WADI DINAR, Libya — Moammar Gadhafi's loyalists fired at least 10 rockets from inside one of his last strongholds Thursday, hours after the ousted Libyan leader urged his fighters to crush opponents.
Former rebels have massed outside the desert town of Bani Walid for days waiting for orders to take the town, but the rocket fire marked an escalation in the standoff, which could reach a climax when a deadline for surrender runs out this weekend.
Though they overran the capital last month, drove Gadhafi into hiding and run a leadership council that is the closest thing to a Libyan government, the fighters cannot claim victory until the remaining handful of loyalist strongholds are under their control and — most important — Gadhafi is captured.

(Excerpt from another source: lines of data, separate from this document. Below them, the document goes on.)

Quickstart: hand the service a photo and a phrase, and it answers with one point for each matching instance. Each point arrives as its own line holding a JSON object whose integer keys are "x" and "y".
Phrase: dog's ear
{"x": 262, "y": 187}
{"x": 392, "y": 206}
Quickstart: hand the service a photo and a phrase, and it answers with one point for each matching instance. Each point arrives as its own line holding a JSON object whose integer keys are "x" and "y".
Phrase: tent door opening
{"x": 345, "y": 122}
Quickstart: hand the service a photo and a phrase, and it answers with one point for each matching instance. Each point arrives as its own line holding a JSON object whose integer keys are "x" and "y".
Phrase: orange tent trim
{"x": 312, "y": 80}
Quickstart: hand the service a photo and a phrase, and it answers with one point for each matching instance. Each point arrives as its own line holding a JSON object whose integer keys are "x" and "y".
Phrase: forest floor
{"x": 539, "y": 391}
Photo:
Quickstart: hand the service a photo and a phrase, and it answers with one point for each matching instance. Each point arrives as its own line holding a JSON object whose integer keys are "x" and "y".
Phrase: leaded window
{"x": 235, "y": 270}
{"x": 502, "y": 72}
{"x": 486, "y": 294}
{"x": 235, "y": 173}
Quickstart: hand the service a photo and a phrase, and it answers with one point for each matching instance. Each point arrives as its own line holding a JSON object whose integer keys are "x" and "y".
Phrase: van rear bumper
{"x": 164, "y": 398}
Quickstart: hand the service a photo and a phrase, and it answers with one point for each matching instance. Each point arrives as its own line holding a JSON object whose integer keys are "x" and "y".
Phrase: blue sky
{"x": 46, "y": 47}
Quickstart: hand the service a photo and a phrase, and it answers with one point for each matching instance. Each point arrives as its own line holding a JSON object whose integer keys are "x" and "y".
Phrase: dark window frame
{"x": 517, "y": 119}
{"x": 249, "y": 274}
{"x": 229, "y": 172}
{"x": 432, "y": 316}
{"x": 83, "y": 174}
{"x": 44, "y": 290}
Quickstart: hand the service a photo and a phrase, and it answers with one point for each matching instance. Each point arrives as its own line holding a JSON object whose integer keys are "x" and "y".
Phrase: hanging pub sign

Determined to hunt down Gadhafi, Libya's new rulers say they have dedicated a special unit of fighters to track the elusive former leader, listening in on his aides' phone calls, poring over satellite images and interviewing witnesses.
Gadhafi, who hasn't been seen in public for months, went underground after anti-regime fighters swept into Tripoli on Aug. 21. Capturing the ousted ruler would allow the former rebels to seal their grip on the country and shut the door on the possibility of Gadhafi's inspiring an insurgency against the new leaders.
KEEPING ARMS SAFE: The United States is working with Libya's transitional government to keep terrorists from obtaining weapons or taking other advantage of the rebellion against Moammar Gadhafi, John Brennan, President Barack Obama's top counterterrorism adviser, said Thursday.